Synthetic time series generation

Artificial neural networks rely heavily on large sets of data to train their models. However, with the constantly evolving data privacy regulations around the world, obtaining high-quality data becomes increasingly challenging, mainly due to security or privacy reasons. Read more and find out how to generate synthetic time series for you machine learning models.
Synthetic time series generator

The rise of new technologies like generative AI demands that businesses innovate to stay ahead of the competition. Without access to secure training data, engineers cannot experiment and push new technologies forward. The lack of diverse and secure datasets on a significant scale makes it challenging to train predictive models. Synthesizing time series data can be challenging because it requires preserving the relationships between variables and time, as well as the relationships between variables themselves. A successful time-series model should not only capture the features and distributions within each time-point, but also the complex dynamics of these features across time.

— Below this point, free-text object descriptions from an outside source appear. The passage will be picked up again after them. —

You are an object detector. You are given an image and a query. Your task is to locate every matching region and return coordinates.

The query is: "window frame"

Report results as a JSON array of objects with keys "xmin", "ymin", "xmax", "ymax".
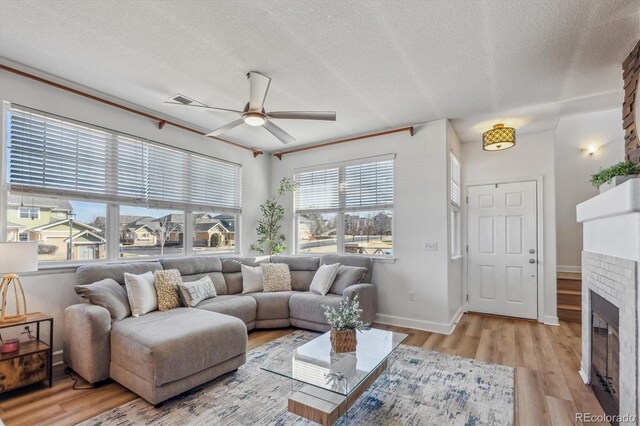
[
  {"xmin": 293, "ymin": 155, "xmax": 395, "ymax": 258},
  {"xmin": 0, "ymin": 103, "xmax": 241, "ymax": 268}
]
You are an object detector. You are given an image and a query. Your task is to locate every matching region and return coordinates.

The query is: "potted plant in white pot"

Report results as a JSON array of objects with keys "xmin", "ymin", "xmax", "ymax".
[
  {"xmin": 322, "ymin": 296, "xmax": 367, "ymax": 353},
  {"xmin": 590, "ymin": 161, "xmax": 640, "ymax": 193}
]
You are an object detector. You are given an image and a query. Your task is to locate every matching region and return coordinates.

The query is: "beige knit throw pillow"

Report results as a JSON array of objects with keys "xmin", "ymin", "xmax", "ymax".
[
  {"xmin": 260, "ymin": 263, "xmax": 292, "ymax": 292},
  {"xmin": 154, "ymin": 269, "xmax": 183, "ymax": 311}
]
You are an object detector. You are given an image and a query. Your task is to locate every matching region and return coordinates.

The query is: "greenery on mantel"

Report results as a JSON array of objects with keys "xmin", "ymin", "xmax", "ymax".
[
  {"xmin": 250, "ymin": 177, "xmax": 298, "ymax": 255},
  {"xmin": 589, "ymin": 161, "xmax": 640, "ymax": 188}
]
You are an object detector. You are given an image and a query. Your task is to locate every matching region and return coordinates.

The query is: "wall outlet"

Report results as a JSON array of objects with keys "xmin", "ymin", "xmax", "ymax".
[
  {"xmin": 424, "ymin": 242, "xmax": 438, "ymax": 251},
  {"xmin": 409, "ymin": 291, "xmax": 416, "ymax": 302}
]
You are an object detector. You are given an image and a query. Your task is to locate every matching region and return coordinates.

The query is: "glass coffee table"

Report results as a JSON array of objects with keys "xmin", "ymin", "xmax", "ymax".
[{"xmin": 261, "ymin": 328, "xmax": 407, "ymax": 425}]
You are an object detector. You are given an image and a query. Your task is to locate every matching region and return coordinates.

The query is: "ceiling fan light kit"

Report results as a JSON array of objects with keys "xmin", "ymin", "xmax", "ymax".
[
  {"xmin": 165, "ymin": 71, "xmax": 336, "ymax": 145},
  {"xmin": 243, "ymin": 112, "xmax": 266, "ymax": 126}
]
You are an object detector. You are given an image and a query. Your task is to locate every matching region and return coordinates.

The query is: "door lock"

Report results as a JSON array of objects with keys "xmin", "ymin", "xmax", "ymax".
[{"xmin": 529, "ymin": 249, "xmax": 535, "ymax": 254}]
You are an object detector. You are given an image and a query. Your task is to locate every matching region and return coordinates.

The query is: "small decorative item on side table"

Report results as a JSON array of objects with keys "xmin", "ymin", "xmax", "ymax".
[
  {"xmin": 0, "ymin": 241, "xmax": 38, "ymax": 323},
  {"xmin": 323, "ymin": 295, "xmax": 366, "ymax": 353},
  {"xmin": 0, "ymin": 312, "xmax": 54, "ymax": 394}
]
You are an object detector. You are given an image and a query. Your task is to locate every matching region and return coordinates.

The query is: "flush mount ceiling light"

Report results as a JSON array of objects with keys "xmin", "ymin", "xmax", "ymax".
[{"xmin": 482, "ymin": 123, "xmax": 516, "ymax": 151}]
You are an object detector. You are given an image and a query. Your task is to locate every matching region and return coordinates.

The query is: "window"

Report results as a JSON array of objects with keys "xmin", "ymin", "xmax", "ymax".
[
  {"xmin": 192, "ymin": 212, "xmax": 237, "ymax": 253},
  {"xmin": 19, "ymin": 207, "xmax": 40, "ymax": 219},
  {"xmin": 4, "ymin": 106, "xmax": 242, "ymax": 264},
  {"xmin": 119, "ymin": 206, "xmax": 183, "ymax": 258},
  {"xmin": 450, "ymin": 151, "xmax": 461, "ymax": 257},
  {"xmin": 6, "ymin": 195, "xmax": 107, "ymax": 262},
  {"xmin": 297, "ymin": 212, "xmax": 338, "ymax": 254},
  {"xmin": 450, "ymin": 151, "xmax": 461, "ymax": 207},
  {"xmin": 294, "ymin": 155, "xmax": 394, "ymax": 256}
]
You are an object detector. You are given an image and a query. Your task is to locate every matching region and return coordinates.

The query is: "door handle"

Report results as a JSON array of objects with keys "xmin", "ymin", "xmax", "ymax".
[{"xmin": 529, "ymin": 259, "xmax": 536, "ymax": 264}]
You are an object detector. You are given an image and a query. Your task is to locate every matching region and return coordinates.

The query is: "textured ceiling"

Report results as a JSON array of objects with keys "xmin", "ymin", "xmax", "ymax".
[{"xmin": 0, "ymin": 0, "xmax": 638, "ymax": 150}]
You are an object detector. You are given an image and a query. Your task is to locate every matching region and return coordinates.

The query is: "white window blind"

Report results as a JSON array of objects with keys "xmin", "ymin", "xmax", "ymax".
[
  {"xmin": 344, "ymin": 160, "xmax": 393, "ymax": 210},
  {"xmin": 294, "ymin": 168, "xmax": 340, "ymax": 212},
  {"xmin": 450, "ymin": 151, "xmax": 461, "ymax": 206},
  {"xmin": 294, "ymin": 157, "xmax": 394, "ymax": 213},
  {"xmin": 7, "ymin": 107, "xmax": 242, "ymax": 212}
]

Generating the synthetic data

The most important part of time series synthesis is the generator. Of course, I won’t develop it from scratch but I will use a package – Gretel-synthetics generator. The package contains a set of synthetic data generators for structured and unstructured text and time series featuring differentially private learning.

Prepare the real data

To run the generator we need to prepare real data which will be used to create the synthetic time series. The synthetic data’s statistical properties should be as similar as possible to the real data. I got the real open source data a bike sharing demand, which as the name suggests, contains number of bike shared among users.


def get_data():
    bike_sharing = fetch_openml("Bike_Sharing_Demand", version=2, as_frame=True)
    df = bike_sharing.frame
    return df['count']

0         16
1         40
2         32
3         13
4          1
        ... 
17374    119
17375     89
17376     90
17377     61
17378     49

When my data is ready, I need to reshape it to match the requirements of the generator model class.


MAX_SEQUENCE_LEN = 100
PLOT_VIEW = 600

# Get real data
bike_count = get_data()

# Prepare data format
features_2d = to_windows(bike_count, MAX_SEQUENCE_LEN)
features_3d = np.expand_dims(features_2d, axis=2)

The to_windows function implements a sliding windows and converts a time series into a sequence of vectors. I presented details of the function here.

Create the GAN

In the next step, I prepare the generating model. The model definition is the main function in our code. We have to specify, among others max_sequence_len – the length of our time series, sample_len batch_size…
The documentation for DGAN and DGANConfig be found here.


def create_model(features):
    model = DGAN(DGANConfig(
        max_sequence_len=features.shape[1],
        sample_len=20,
        batch_size=min(1000, features.shape[0]),
        apply_feature_scaling=True,
        apply_example_scaling=False,
        use_attribute_discriminator=False,
        generator_learning_rate=1e-4,
        discriminator_learning_rate=1e-4,
        epochs=100,
    ))
    model.train_numpy(
        features,
        feature_types=[OutputType.CONTINUOUS] * features.shape[2],
    )
    return model

Finally, I’m the model is ready to run. As the training takes a long time, I save the model to make it easier to tamper with the code or debug it. For this purpose, I use SERIALISED flag.


# Create the model
if not SERIALISED:
    model = create_model(features_3d)
    model.save(model_dump)
else:
    model = DGAN.load(model_dump)

# Generate synthetic data
BATCHES_NUMBER = 60
_, synth_chunk = model.generate_numpy(BATCHES_NUMBER)
synthetic = np.concatenate(
        synth_chunk[0:synth_chunk.shape[0], :, :], axis=0)
fig, axes = plt.subplots(nrows=4, ncols=1, figsize=(6, 12),
                         layout='constrained')

Results

The results are promising. The time series are similar. By similarity, I mean that the series should keep similar statistical properties like mean, variance or autocorrelation. These two first properties look similar. However, for the autocorrelation, it is hard to assess without a plot. As you can see in the figure, the autocorrelation is roughly similar, but not perfect.
Real vs. generated time series

Code

Summary

Generating synthetic time series can be challenging. There are few open-source tools available for this purpose like ydata-synthetic. In this post, I employed Gretel-synthetics generator. The superficial test shows that this tool is capable of generating synthetic time series of decent quality. However, to fully examine this tool, more tests with different types of time series are needed.